Opinion : ネーミング考 (2015/5/4)
 

3 月に北陸新幹線かが開業したが、そうなると最近のお約束で、並行在来線は 3 セクに移管される。その 3 セクは基本的に県境ごとに別会社になるので、今回は石川県・富山県・新潟県でそれぞれ別々になった。

で。「IR いしかわ鉄道」(これだって Investor Relations か、はたまた Infrared かといわれそうである) はまだしも、「あいの風とやま鉄道」「越後トキめき鉄道」と、東に向かうにつれてキラキラネームかというか DQN ネーム化というか、個人的にはゾッとしないネーミングになってきている。

それでなんですか、北海道新幹線と引き替えに 3 セク移管になる江差線を担当する新会社は「道南いさりび鉄道」とな。

うーん…


もちろん、地域の特徴をアピールするネーミングにしたいと考えた結果だというのは分かる。当事者が悪ふざけしたり悪意を発揮したりしたわけではなくて、むしろ一生懸命なのだというのは分かる。というか、そう信じたい。
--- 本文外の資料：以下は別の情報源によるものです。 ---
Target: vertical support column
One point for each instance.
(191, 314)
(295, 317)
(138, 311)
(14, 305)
でも、そのことと、結果として出てきた社名がどうなのかというのは別の話。会社の名前、とりわけ公益事業を担当する会社の名前というのは一種の「公器」ではないかと思うのだが、その「公器」のネーミングとしてどうなのよ… との思いは禁じ得ない。

北陸新幹線がらみだと、特に「越後〜」は考え直した方がいいんじゃないかと思いたくなる。しかもここの場合、会社名に加えて路線名が…

そういえば、以前に東武伊勢崎線改め東武スカイツリーラインのことを批判的に書いたけれども、「トレンド (笑)」に乗っかって流行りモノの名前を安易に路線名に使ってしまったことに対する違和感は、やはりこの「一種の公器」というところに端を発しているのではないか。と、今になって思い当たった。
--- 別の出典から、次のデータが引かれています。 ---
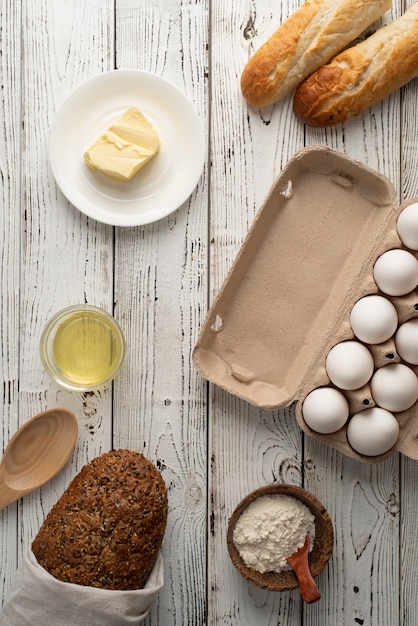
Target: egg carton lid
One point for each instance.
(306, 259)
子供の名付けもそうで、親がそれぞれ、自分なりの思いがあって、あれこれ考えるのは古今東西を問わず、大きな違いはないと思われる。ただ、そのアウトプットが結果として「?」な内容になる事案が増えてきているように思える。

こちらの場合、当の本人には決定権がなくて、しかもいったん背負った名前はよほどのことがなければ変えられないのだから、会社の名前以上に深刻だ。たまたま、本人が生まれたときに流行っていたアニメのキャラクターやその他の流行りモノの名前を一生背負って歩く羽目になったら、本人にとっては、あまり幸せな話になるまい。
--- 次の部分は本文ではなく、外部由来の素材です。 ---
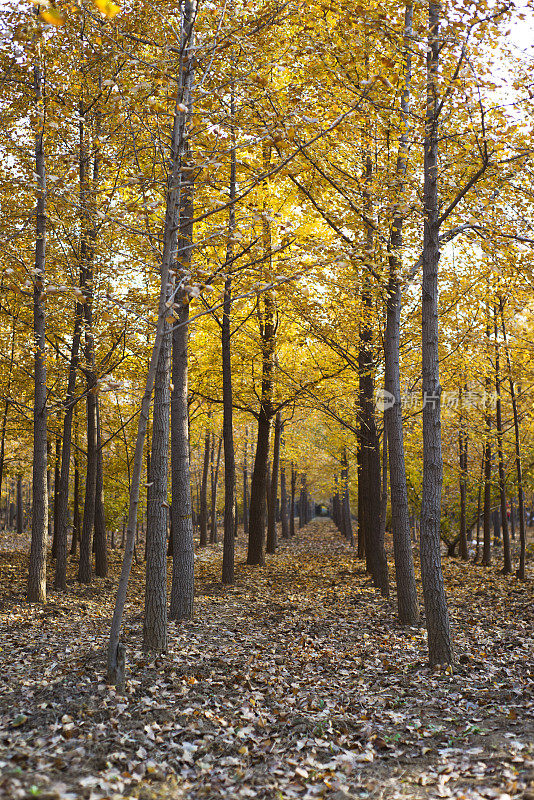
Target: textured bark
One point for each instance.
(507, 555)
(88, 235)
(292, 501)
(267, 325)
(230, 515)
(6, 406)
(437, 616)
(370, 445)
(76, 510)
(100, 541)
(245, 486)
(462, 447)
(20, 506)
(284, 518)
(60, 577)
(215, 466)
(169, 249)
(407, 605)
(37, 566)
(183, 567)
(346, 520)
(521, 574)
(57, 472)
(271, 532)
(155, 617)
(203, 515)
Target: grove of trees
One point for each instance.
(259, 256)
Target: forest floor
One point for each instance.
(296, 683)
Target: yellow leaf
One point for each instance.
(107, 7)
(52, 16)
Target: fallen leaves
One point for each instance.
(295, 683)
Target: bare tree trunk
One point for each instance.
(271, 532)
(20, 506)
(155, 619)
(267, 324)
(462, 446)
(204, 492)
(37, 566)
(182, 591)
(521, 573)
(88, 236)
(507, 567)
(214, 484)
(115, 651)
(245, 486)
(292, 502)
(60, 578)
(57, 472)
(407, 605)
(100, 541)
(76, 509)
(284, 519)
(437, 616)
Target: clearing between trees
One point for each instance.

幸い、自分の場合にはそういういかれたネーミングをされる時代ではなかったし、自分の両親などもまっとうな判断をしてくれたので、自分はおかしな名前を背負って歩く羽目にならずに済んだ。ホッとしている。


会社名にしても路線名にしても子供の名前にしても、当事者の「思い」が入るのは分かるし、それはいい。ただし、その「思い」や「特色」を、何のひねりもなくストレートにモロ出しで入れてしまうと、上の方で引き合いに出したような事案につながるんじゃないか、というのが個人的な仮説。

つまり、「思い」や「特色」を取り込む際に、ある種の「フィルター」というか「凝縮化」というか、そういうプロセスを通る必要があるんじゃないかということ。ただし、これは「ひねり」ではない点に注意していただきたい。ひねったら余計におかしな方向に行く。

ひねらないからといって、代わりにモロ出しにして、かつカタカナやひらがなをホイホイ使うと、「トキめき鉄道」みたいな名前になってしまう。同じ新潟の朱鷺がらみでも、「朱鷺メッセ」の方が見られるネーミングだと思うが、どうだろう。

つまり、DQN ネームとかキラキラネームとかいうよりもむしろ、思いの程をただズラッと並べてしまった、寿限無ネームというのが実態に近いのかも。

「越後」って入っていれば新潟県の会社だというのは誰でも分かるのだから、たとえばの話、そこで欲張って朱鷺まで社名にねじ込まないで、それは社章に使うという手もあったんじゃなかろうか。